As reported by Re/Code, Happy Returns aims to open physical kiosks at stores and malls across the country at which customers can exchange items purchased online for a full refund. By making it easier for shoppers to return their purchases, the startup believes they will encourage more people to shop online. The plan is to make their profits by charging retail sites a fee for each item that's returned. This could end up saving everyone money in the long run, as shipping multiple returns at once would be cheaper than having each customer mail back their items individually. 

Happy Returns is the brainchild of founders David Sobie and Mark Geller, who've already raised $1.9 million in seed funding for the company. They had both worked for Nordstrom in the past, and their time there served as the inspiration for their latest business venture. When Nordstrom acquired the flash-sale site HauteLook in 2011, they gave online shoppers the choice to return sales at one of the chain's physical discount locations. According to Sobie and Geller, providing the customer with this extra option led to a boost in HauteLook's sales. 
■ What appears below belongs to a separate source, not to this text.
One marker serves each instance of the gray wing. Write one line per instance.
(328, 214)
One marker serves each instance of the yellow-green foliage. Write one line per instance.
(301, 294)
In addition to being good for e-commerce sites, Happy Returns could also have a positive impact on brick-and-mortar stores. The company believes their kiosks would eventually generate enough foot traffic in shopping malls to justify charging them to use their spaces and not the other way around. And with some experts predicting as many as half of the nation's shopping malls to fail within 20 years, they're going to need all the help they can get.

As of now, Happy Returns is still a far way off from being able to set up shop rent-free. They'll soon be launching a test run on the second floor of the Santa Monica Place shopping mall, where shoppers will be able to take items they purchased in their pajamas from Tradesy.com and return them to a real-life human being.